Gerade auch vor diesem Hintergrund wäre im Rahmen der in der Vision 2030 angeregten sogenannten Generaldebatten über Grundsatzthemen, die - im Gegensatz zur klassischen Aktuellen Stunde z. B. im Bundestag - vorab verabredet sein würden, ein längerer Vorlauf, der auch eine Vorbereitung der Themen durch die Verwaltung beinhalten würde, vorgesehen. Es würde jeweils u. a. durch eine fristgemäße Veröffentlichung der vom Oberbürgermeister aufgestellten Tagesordnung, welche das zu diskutierende Thema konkret benennen würde, im Amtsblatt eine rechtzeitige Information der Einwohner erfolgen.
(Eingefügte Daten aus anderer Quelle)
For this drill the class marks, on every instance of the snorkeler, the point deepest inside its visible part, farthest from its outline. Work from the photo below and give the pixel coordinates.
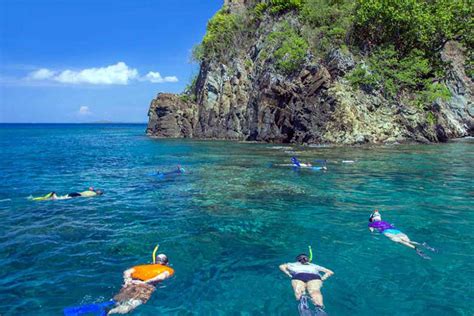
(50, 196)
(89, 193)
(53, 196)
(140, 283)
(376, 223)
(306, 277)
Bereits jetzt kann durch die Fraktionen bzw. ein Sechstel des Gemeinderats erreicht werden, dass ein Thema – auch ohne dass eine konkrete Entscheidung ansteht – auf die Tagesordnung der übernächsten Sitzung des Gemeinderats gesetzt wird.

Im Übrigen ist es Sache des Oberbürgermeisters ob er vorher entsprechende Themen in die Tagesordnung der kommenden Sitzung mit aufnimmt.

Inhaltlich wird es von Seiten der Verwaltung als sinnvoller angesehen, wenn abgesehen von den avisierten Generaldebatten im Rahmen von konkret anstehenden Entscheidungen des Gemeinderats ausführlich und öffentlichkeitswirksam diskutiert wird.


2. Videoaufzeichnung und Bereitstellung im Internet

Eine zulässige Videoaufzeichnung (mit Ton) aus einer Sitzung des Gemeinderats bzw. seiner Ausschüsse und das Bereitstellen dieser Aufzeichnung ins Internet setzt zunächst voraus, dass der Oberbürgermeister dem zustimmt; er ist hierzu nicht verpflichtet.

Die Videoaufzeichnung stellt nach der derzeitigen Rechtslage eine Datenverarbeitung durch die Gemeinde dar, die nur mit Einwilligung der betroffenen Personen zulässig ist. Alle an den Sitzungen beteiligten Personen, also insbesondere Mitglieder des Gremiums und die Beigeordneten, müssten über die Übertragung aufgeklärt werden und zu Aufnahmen ihrer Person in zulässiger Weise vorab schriftlich ihre Zustimmung erteilen. Ohne vorherige schriftliche Zustimmung darf eine Aufzeichnung der betroffenen Person nicht erfolgen.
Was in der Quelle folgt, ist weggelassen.